Note – Table shows inter-examination intra-class correlation coefficient (ICC), standard deviation (SD), and range for three-, four-, five-, and six-echo reconstruction methods at the segmental, lobar, and whole liver anatomic levels. For ICC values, the 95% confidence intervals are shown in brackets. For ranges, the corresponding minimum and maximum values that span the range are shown in parentheses. SD and range (and the corresponding minimum and maximum values) are averages of the 29 subjects' individual inter-examinations SDs and ranges (and corresponding minimum and maximum values). Units for SD and range are percentage points. CI = Confidence Interval

Segmental

Depending on the segment and reconstruction method, the inter-examination ICC ranged from 0.992 to 0.998, the inter-examination SD from 0.36 to 0.66%, and the inter-examination range from 0.69 to 1.24%.

Lobar

Depending on the lobe and reconstruction method, the inter-examination ICC ranged from 0.998 to 0.999, the inter-examination SD from 0.25 to 0.34%, and the inter-examination range from 0.48 to 0.64%.

Whole liver

For all four reconstruction methods, the inter-examination ICC was 0.999. Depending on the reconstruction method, the inter-examination SD ranged from 0.23 to 0.24%, and the inter-examination from 0.44 to 0.45%.

As shown in Table 2, there were no clinically relevant differences between reconstruction methods in any of the three precision metrics (inter-examination ICC, SD, range) at any anatomic level (segmental, lobar, whole liver). In particular, all ICCs at every level were greater than 0.99. As meaningful differences were not observed, formal statistical comparisons were not performed.

A representative subject is shown in Figure 2, illustrating the high inter-examination precision of PDFF estimated using six echoes in each of the nine Couinaud liver segments.

Figure 2.

Figure 2

Six-echo parametric PDFF maps through superior (upper panel) and inferior (bottom panel) parts of the liver obtained during three separate examinations in a single day. Upper panel shows PDFF estimates in segments 1, 2, 4a, 7, and 8. Lower panel shows PDFF estimates in liver segments 3, 4b, 5, and 6. Notice close agreement between segmental PDFF estimates across examinations.

Discussion

Our objective was to evaluate the inter-examination precision of magnitude-based PDFF estimation using three-, four-, five-, and six-echo reconstruction methods at the segmental, lobar, and whole liver anatomic levels. We focused on precision, because accuracy of magnitude-based PDFF estimation has already been shown in prior studies (4, 5), including one study that showed high accuracy for PDFF estimation in individual liver segments (5). Four reconstruction methods were evaluated because magnitude-based PDFF estimation can be implemented with any of these methods and it is not yet certain which method is best.

The subjects in the present study spanned a clinically relevant range of hepatic PDFF values from negligible (1.4%) to severely elevated (35.4%). To minimize potential bias in ROI placement, ROIs were placed on source images without knowledge of corresponding PDFF values and then propagated onto the PDFF maps; moreover, the out-of-phase image used for ROI placement was selected at random in each subject. The three-, four- five-, and six-echo PDFF maps were generated from the same source data and hence were identical to one another except for the number of echoes included in the fitting algorithm; this design feature removed potential sources of variability between the different methods except for the variable of interest (number of echoes) and thereby increased the power to identify any differences in PDFF estimation precision between the methods.

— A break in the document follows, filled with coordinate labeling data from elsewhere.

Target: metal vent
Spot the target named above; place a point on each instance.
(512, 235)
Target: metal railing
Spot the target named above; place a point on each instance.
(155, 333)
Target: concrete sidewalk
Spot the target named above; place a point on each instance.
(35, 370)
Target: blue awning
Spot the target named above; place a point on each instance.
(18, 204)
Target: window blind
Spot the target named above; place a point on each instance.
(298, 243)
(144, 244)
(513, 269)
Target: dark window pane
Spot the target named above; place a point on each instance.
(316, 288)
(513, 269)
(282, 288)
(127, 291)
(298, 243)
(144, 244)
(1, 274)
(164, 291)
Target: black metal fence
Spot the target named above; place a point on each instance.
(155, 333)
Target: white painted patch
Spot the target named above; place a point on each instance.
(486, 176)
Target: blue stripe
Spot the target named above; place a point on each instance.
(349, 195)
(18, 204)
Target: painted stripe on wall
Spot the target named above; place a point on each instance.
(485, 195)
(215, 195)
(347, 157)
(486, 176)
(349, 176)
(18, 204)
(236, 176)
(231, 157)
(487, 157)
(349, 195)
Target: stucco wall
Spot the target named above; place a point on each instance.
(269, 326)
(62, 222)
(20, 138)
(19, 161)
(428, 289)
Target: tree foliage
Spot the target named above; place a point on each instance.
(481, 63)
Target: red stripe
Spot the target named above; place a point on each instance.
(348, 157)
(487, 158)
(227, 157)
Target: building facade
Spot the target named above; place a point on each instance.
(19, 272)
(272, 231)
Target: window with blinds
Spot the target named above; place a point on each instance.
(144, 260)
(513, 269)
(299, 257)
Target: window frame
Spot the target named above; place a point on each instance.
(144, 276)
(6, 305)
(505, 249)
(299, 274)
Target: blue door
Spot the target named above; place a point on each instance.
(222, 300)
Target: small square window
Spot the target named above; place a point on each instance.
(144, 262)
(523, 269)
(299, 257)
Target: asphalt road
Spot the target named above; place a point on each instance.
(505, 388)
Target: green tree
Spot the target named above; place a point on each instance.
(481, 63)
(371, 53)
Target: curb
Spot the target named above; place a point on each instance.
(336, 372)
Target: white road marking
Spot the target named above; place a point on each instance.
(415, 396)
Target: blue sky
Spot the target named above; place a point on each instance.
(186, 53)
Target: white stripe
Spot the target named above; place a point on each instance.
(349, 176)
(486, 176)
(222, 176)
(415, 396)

We found that magnitude-based PDFF estimation has high inter-examination precision at all three anatomic levels, regardless of whether a three-, four-, five-, or six-echo reconstruction method is utilized. While we found no meaningful differences in precision between reconstruction methods, we found that precision was greatest at the whole-liver level, intermediate at the lobar level, and lowest at the segmental level. This is an expected result, which reflects the increasing number of ROIs used in the PDFF estimation from segmental to the lobar to the whole liver levels.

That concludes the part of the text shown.